You can feel it in the air and see it in the polls: a wave election looks likely—one that could sweep dozens of Democrats into the House of Representatives and hand them the majority. It’s an exciting prospect for Democrats and a dreadful one for Republicans. Here’s a taste of what political psychology has to say about waves.
Causes
Four of the past six congressional elections have been waves, a noticeable uptick in their frequency. The last wave before 2006 was in 1994, and in recent decades waves have been relatively infrequent.
Conventional wisdom holds that rising partisanship, especially negative partisanship, is to blame for the newly wave-prone electorate. Midterms tend to be referenda on the president. Angry voters from the opposite party are highly motivated to turn out, while the president’s own supporters get complacent.
That’s unquestionably part of what’s going on, but there may be a generational dimension to the story as well. I’ve argued before that the generational makeup of the House is linked to all kinds of big-picture political phenomena, and there’s reason to believe that Baby Boomers might be making the waves.
If you look at the history of congressional elections, our nation seems to go through long cycles where waves become either more or less frequent. Wave elections were much more common in the 34 years from 1840 to 1874 as well as from 1918 to 1952. We seem to have entered another wave-prone era in 2006 that, if the pattern holds, could last until 2040.
At first glance, the connection between these dates isn’t obvious. But in each case, the waves picked up precisely when idealist generation numbers in the House peaked and crested: the Transcendental Generation in 1840, the Missionary Generation in 1918 and the Baby Boomers in 2006.
Don’t worry if you’ve never heard of the first two generations. What matters is that all three of these idealist generations are known for their polarizing, self-righteous and self-serving leadership.
Perhaps the timing is just a coincidence, or perhaps there’s something about this style of leadership that makes voters more eager to throw the bums out en masse.
Opportunities and Risks
Whether they’re rare or common, wave elections seldom come out of the blue. Usually, there’s polling to suggest one may be coming, even if it isn’t a sure thing. That affects both candidate and voter perceptions of risk.
Anyone familiar with Prospect Theory knows that a loss of $100 feels worse than a gain of $100 feels good. The result is that people tend to play it safe when they’re ahead and take bigger risks when they’re behind.
The risk for both leaders and voters on the winning side of a wave is overconfidence and complacency. If you’re a candidate, why go out on a limb if you’re ahead? This problem is particularly acute for many Democratic leaders, who already are temperamentally cautious.

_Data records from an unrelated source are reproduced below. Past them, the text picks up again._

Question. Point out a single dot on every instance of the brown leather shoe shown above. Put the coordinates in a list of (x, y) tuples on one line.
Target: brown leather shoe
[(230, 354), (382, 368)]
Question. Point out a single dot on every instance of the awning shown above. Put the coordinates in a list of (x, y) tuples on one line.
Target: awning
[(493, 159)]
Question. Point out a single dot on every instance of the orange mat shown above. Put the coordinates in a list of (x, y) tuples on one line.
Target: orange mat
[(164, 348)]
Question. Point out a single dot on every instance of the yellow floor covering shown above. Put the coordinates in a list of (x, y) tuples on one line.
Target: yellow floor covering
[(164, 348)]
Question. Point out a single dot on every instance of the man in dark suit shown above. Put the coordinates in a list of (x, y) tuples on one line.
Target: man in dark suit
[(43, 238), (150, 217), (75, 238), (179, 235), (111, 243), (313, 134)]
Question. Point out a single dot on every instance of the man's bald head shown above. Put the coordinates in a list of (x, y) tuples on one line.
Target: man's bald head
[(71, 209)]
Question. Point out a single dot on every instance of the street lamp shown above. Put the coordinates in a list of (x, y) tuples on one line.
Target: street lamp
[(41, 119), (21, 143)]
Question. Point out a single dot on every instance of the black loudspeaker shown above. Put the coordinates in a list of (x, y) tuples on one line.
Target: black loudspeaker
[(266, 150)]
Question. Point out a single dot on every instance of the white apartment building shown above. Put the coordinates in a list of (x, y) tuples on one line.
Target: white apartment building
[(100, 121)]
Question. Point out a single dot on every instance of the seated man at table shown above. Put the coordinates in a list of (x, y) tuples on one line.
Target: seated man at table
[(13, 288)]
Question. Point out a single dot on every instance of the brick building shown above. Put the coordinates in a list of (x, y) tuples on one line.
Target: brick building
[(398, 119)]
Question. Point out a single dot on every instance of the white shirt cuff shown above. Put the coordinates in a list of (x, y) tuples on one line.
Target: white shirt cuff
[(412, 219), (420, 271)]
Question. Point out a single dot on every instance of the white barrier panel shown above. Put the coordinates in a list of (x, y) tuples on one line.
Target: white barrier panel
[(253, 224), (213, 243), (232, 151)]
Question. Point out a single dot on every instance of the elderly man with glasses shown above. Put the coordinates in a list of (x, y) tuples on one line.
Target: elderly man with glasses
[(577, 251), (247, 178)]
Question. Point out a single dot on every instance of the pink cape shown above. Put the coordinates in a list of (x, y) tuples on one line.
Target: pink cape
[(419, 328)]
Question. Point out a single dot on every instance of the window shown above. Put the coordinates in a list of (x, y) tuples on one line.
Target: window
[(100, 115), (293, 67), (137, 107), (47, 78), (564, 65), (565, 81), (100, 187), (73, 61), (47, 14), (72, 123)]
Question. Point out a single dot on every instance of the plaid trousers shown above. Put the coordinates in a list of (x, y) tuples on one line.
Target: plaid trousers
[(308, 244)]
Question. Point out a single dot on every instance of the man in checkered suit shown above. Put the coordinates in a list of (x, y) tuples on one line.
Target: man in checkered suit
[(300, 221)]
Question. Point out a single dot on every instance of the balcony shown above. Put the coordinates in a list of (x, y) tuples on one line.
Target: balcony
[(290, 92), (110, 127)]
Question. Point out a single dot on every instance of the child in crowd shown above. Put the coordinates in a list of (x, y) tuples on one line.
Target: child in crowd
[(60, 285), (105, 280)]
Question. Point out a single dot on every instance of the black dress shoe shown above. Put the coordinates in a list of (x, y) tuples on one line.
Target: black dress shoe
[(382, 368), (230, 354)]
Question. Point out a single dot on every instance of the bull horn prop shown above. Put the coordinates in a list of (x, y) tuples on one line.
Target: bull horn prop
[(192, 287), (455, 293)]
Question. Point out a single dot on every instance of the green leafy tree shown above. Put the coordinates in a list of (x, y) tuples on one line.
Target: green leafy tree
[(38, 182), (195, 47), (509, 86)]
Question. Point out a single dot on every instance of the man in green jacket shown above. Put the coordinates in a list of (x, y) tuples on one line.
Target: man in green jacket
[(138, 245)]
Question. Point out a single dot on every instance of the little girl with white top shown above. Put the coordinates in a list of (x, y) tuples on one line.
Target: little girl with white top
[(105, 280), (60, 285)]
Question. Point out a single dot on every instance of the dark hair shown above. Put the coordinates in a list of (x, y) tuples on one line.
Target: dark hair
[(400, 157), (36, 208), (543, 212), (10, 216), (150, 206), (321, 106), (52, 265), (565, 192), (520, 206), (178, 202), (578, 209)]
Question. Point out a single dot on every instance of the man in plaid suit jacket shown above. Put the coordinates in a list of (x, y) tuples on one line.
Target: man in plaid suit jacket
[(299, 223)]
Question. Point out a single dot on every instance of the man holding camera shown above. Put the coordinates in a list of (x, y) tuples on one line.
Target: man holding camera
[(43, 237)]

And if you’re a voter siding with the likely winners, particularly an infrequent one or one who faces practical or legal barriers to voting, why go to the trouble of voting when the outcome appears certain?
It’s up to candidates to set the tone by taking nothing for granted, running like they’re behind and seizing the opportunities that wave elections offer.
The best way to boost turnout in a wave is with a classic psychological influence technique: social proof, the principle that people look to other people for cues about how to behave. A potentially high turnout wave election lends itself to a simple, compelling and proven GOTV message: everyone else is voting and you should too.
The danger for those on the losing side of a potential wave is reckless risk-taking, especially the kind motivated by a sense of urgency in the face of potentially debilitating losses.
Consider as a potential example of this the GOP’s decision to plow forward with Brett Kavanaugh’s confirmation to the U.S. Supreme Court after credible accusations of assault surfaced. Many Republican politicians, pundits, and strategists pointed to expected election losses and uncertainties as justification for confirming Kavanaugh regardless.
History will be the judge of whether this risk, from the Republican Party’s point of view, ultimately was worth it. But subsequent polls have made clear that in the short-term, it’s Democrats who are benefitting.
Sometimes risks taken in the face of losses work out. But at least as often, they just dig a deeper grave for the losing side.
Precedents
The most widely expected outcome of the 2018 midterms is that Democrats will win big in the House and Republicans will hang on to the Senate with a net loss or gain of only one or two seats.
The closest historical analogue to such a scenario is the 1982 midterms. Back then, Democrats picked up 26 House seats and Republicans gained one seat in the Senate.
The key difference is that Democrats went into the 1982 midterms with an already-formidable majority in the House, something Democrats might have enjoyed in the present era were it not for extreme gerrymandering, vote suppression, laissez-faire campaign finance laws, and intervention from Moscow tipping the scales overwhelmingly in favor of Republicans. But that’s another story.
Some political scientists have estimated that Democrats may need to win the congressional popular vote by as much as 11 points to retake the House. That’s an extremely high bar, even in a wave election, and a recipe for a dangerous crisis of legitimacy.
If a wave materializes at the ballot box, but not in the halls of power, can anyone plausibly call the political system that produced this situation representative?
Before you answer, take a moment to reflect on this self-evident truth: There’s nothing more American than a fight for representation.